Человек, рассуждал француз, есть скопище живых тварей.
«И в вас, — говорил он, тыча пальцем мне в грудь, — и во мне живут обезьяна, тигр, свинья, хлопотливая несушка, бойцовый петух и трудолюбивый муравей. Так и в человеке будущего сплетены лучшие качества разных индивидуумов — храбрость одного, рассудительность другого, доброта третьего.

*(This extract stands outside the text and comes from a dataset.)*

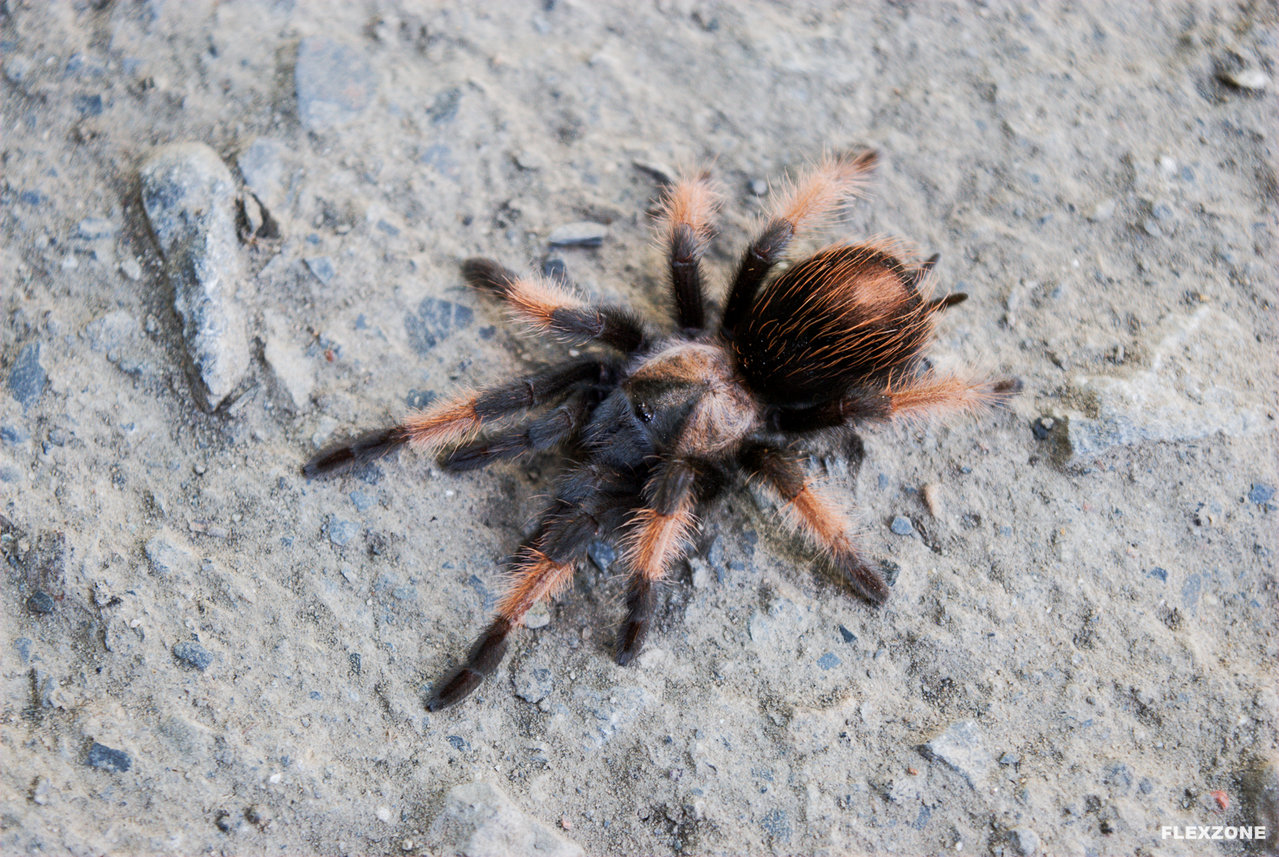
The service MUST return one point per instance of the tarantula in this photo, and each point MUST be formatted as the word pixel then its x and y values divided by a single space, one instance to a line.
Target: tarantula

Возьмем городского жителя, скажем, лорд-мэра, добавим чуть-чуть поэтического воображения Суинберна и немного религиозного рвения генерала Бута [19]. И вот он, наш человек будущего!
Гарибальди и Бисмарк образуют отличную смесь, которой, возможно, не помешает капелька Ибсена. Ирландский политик отлично сочетается с шотландским священником, оксфордский профессор — с сочинительницей дамских романов. Какой превосходный образчик нового человека выйдет из графа Толстого, любителя хористок и юмориста — взять хоть вас! А если рассуждать о совсем уж далеком будущем, то почему бы не задуматься о гибриде королевы Елизаветы и Уиды [20]?»
19
Уильям Бут (1829–1912) — проповедник, основатель Армии спасения и ее первый генерал.
20
Уида (1839–1908) — псевдоним английской романистки Марии Луизы Раме.